Falls Sie sich fragen sollten, wie Sie eigentlich eine einfache Erkältung bei Ihrem Kind von einer echten Grippe unterscheiden können… Wir haben einige charakteristische Unterschiede für Sie zusammengestellt. Diese finden Sie hier.

Bei diesen Symptomen zum Kinderarzt 

In der Regel lässt sich eine Erkältung beim Kind recht gut durch die bereits erwähnten Maßnahmen folgenlos bewältigen. Allerdings kann es auch immer Situationen geben, in denen man als Eltern mit seinem Kind doch besser zum Arzt gehen sollte.

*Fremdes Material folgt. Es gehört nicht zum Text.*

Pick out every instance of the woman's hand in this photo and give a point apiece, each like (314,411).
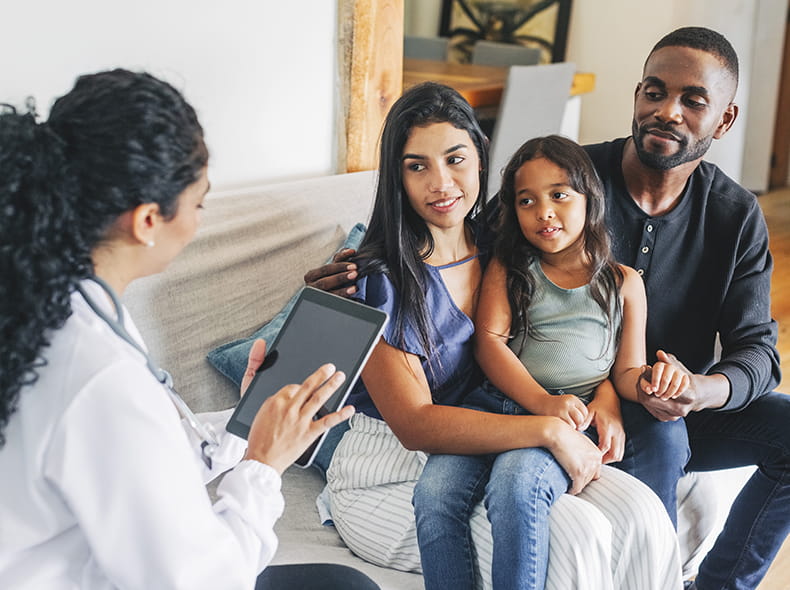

So wird ein Arztbesuch u. a. empfohlen, wenn das Kind folgende Symptome aufweist:

  • bei steigendem oder sehr hohem Fieber,
  • bei Auftreten von Übelkeit, Erbrechen oder anderen ungewöhnlichen Symptomen (z. B. erhöhte Lichtempfindlichkeit, zunehmende Schläfrigkeit),
  • bei neu auftretenden Ohrenschmerzen oder Dauerkopfschmerzen,
  • wenn die Erkältung auch nach einer Woche überhaupt nicht besser wird,
  • bei einer zunehmenden Verschlechterung des Allgemeinzustandes,
  • wenn der Verdacht besteht, dass sich die Entzündung auf tiefer liegende Körperstrukturen ausbreitet (z. B. auf die Lunge).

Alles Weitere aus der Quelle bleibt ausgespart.